Trump, roi de carnaval… ou les USA, roi du monde ?
À l’occasion du carnaval, les hiérarchies sont inversées, le serviteur commande au maître, hommes et femmes échangent leurs vêtements, la promiscuité sexuelle est de mise, toutes les règles sont bafouées.
Le roi, à la fin, est brûlé.
Et l’ordre revient.
Fête rituelle venue du fond des âges, le carnaval n’est pas un bouleversement de l’ordre social. Tout au contraire. Il a pour fonction, paradoxale, en mimant pendant le temps imparti leur destruction, de rappeler à tous les membres du groupe, quels sont les hiérarchies, les règles, les interdits, etc., qu’il convient absolument de respecter. Sa fonction est donc bien de redonner toute sa force à l’ordre social.
Ne vivons-nous pas, à l’échelle du monde, un carnaval géant, avec, pour roi, l’homme à la casquette rouge et aux cravates trop longues ?
Ses risibles vantardises, son mépris de toute règle, ses mensonges éhontés, ses discours décousus, ses pseudo-plans de paix, ses opérations guerrières insensées… ne sont-ils pas l’occasion, pour les commentateurs du monde entier, de rappeler doctement ce que sont, justement, à l’inverse des transgressions trumpiennes, la justice, la liberté, l’état de droit, la souveraineté des nations, le droit international, le respect des lois et des traités, de la parole donnée et de la vie humaine ?
Et n’y a-t-il pas de la délectation morose dans la façon dont, unanimement ou presque, nous nous scandalisons des transgressions de Trump et de ses excès en tous genres ? Ce carnaval, nous en sommes, tous autant que nous sommes, les acteurs. Nos critiques et accusations à l’encontre de Trump le stimulent, il en redemande, nous les multiplions, il en rajoute, repoussant toute limite.
La question est de savoir comment en sortir. N’est-ce pour cela que sont évoqués si fréquemment les mid-terms ? Ces élections de mi-mandat, si elles sont nettement défavorables à Trump et lui retirent sa majorité au Congrès et au Sénat, pourraient siffler la fin du carnaval… ou non.
Car, autre question, plus angoissante : cette folie que nous vivons, est-elle spectacle carnavalesque ou est-elle réalité ? Est-elle parenthèse ou est-elle réellement bouleversement historique de l’ordre du monde ?

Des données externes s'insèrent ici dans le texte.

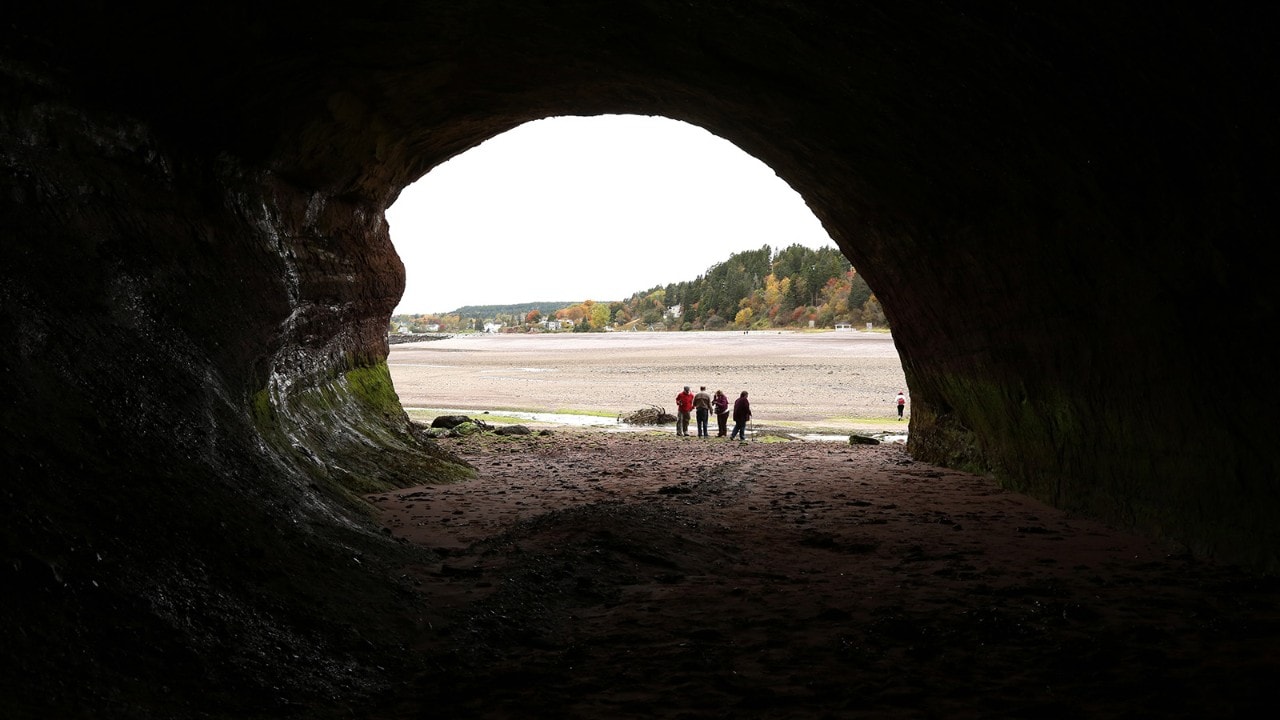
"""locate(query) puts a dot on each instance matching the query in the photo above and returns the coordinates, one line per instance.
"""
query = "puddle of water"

Dans le premier cas, si cette folie n’est qu’une parenthèse, Trump sera, au propre ou au figuré, « brûlé », et tout recommencera comme avant.
Dans le second cas, si nous vivons bel et bien un bouleversement historique, force est de se souvenir que tous les empires meurent et que la destinée manifeste de « la nation à la destinée manifeste » est de disparaître, elle aussi, en tant qu’empire.
La nation américaine ne montre-t-elle pas, par de nombreux signes, qu’elle est divisée contre elle-même. Cela ne pardonne guère.
Après 80 ans de règne planétaire sans partage, et donc d’abus et d’excès en tous genres, les nations du monde l’accusent désormais de tous les maux.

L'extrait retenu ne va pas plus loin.